Since that time, I have kept honeybees in New Mexico, Washington state, and Arizona. About ten years after I began keeping bees, I felt experienced and confident enough to begin teaching beekeeping classes and workshops both inside and outside of academia.
Since 2001, I have taught beekeeping workshops for and with Northern Arizona University, Prescott College, and Coconino Community College. My public teaching includes public presentations and consulting for Honeybeeteacher LLC, which I created as a small business in 2012.
I have a doctorate in American Studies from the University of New Mexico. At present, I am a full time Assistant Teaching Professor for the Department of Applied Indigenous Studies at NAU in Flagstaff. I am also an Adjunct Faculty member for the Sustainable Communities Program at NAU.

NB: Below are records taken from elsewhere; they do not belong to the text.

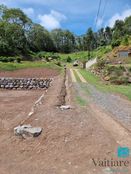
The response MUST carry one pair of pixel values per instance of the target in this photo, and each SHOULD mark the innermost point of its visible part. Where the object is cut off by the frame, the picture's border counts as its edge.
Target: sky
(75, 15)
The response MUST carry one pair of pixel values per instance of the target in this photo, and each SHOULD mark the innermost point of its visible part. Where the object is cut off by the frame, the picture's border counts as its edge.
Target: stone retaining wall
(24, 83)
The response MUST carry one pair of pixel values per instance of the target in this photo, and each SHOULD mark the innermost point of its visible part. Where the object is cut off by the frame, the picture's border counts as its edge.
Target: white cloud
(29, 11)
(117, 16)
(52, 20)
(99, 22)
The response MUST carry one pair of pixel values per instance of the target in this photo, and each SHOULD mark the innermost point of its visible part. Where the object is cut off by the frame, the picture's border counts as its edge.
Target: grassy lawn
(80, 101)
(23, 65)
(121, 89)
(76, 76)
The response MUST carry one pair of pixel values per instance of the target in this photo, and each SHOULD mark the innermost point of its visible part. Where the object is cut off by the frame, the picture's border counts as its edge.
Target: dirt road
(70, 140)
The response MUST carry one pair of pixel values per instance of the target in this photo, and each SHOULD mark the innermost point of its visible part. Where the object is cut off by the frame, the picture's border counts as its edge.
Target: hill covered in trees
(20, 36)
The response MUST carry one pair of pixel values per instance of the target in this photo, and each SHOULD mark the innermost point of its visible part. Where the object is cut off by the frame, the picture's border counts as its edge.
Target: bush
(58, 63)
(69, 60)
(10, 59)
(115, 43)
(101, 63)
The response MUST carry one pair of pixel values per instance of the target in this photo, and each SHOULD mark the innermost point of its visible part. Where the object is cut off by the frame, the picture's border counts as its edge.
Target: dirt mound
(30, 73)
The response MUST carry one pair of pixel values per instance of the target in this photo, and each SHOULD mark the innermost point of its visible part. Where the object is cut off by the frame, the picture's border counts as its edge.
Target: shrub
(101, 63)
(10, 59)
(69, 60)
(115, 43)
(58, 63)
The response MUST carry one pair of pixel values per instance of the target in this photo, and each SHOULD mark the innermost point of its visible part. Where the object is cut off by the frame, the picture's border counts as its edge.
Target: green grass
(80, 101)
(27, 64)
(121, 89)
(76, 76)
(83, 55)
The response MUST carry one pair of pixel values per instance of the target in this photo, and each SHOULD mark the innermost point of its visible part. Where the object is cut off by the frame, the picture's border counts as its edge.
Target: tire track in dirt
(73, 76)
(80, 76)
(118, 132)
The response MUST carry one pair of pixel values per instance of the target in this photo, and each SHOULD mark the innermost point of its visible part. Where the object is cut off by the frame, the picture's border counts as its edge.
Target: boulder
(65, 107)
(27, 131)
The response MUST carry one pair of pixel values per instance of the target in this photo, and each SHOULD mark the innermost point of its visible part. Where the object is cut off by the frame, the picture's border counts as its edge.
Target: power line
(103, 13)
(99, 7)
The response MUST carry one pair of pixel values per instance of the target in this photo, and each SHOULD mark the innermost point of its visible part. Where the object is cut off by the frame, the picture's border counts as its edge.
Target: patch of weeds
(81, 101)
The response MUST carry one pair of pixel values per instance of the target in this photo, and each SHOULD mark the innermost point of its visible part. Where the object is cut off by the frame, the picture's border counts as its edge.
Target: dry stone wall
(24, 83)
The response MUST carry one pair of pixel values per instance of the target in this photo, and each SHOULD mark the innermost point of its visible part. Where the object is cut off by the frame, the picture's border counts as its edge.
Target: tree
(39, 39)
(64, 40)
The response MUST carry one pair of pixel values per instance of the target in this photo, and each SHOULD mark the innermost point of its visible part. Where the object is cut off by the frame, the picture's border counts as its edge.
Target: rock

I was born in Texas and grew up there and in Latin America, (Panama, Mexico, and Honduras). I am a proud descendant of people who were from Ireland, England, Scotland, Wales, Germany, Scandinavia, and the Southern Appalachian Mountains of the Cherokee Nation.


Sharon Lee Harris
Sharon is a documentary photographer. Through her photographs, she has recorded her journeys in Europe, Siberia, Japan, and throughout the Colorado Plateau in the West. Her work also involves documenting cross-cultural community and tribal events in Northern Arizona. The driving force behind her work is her passion for indigenous culture, archaeology, geology, and the natural world of the Colorado Plateau. She began photographing the fascinating world of honeybees and pollinators in 2012.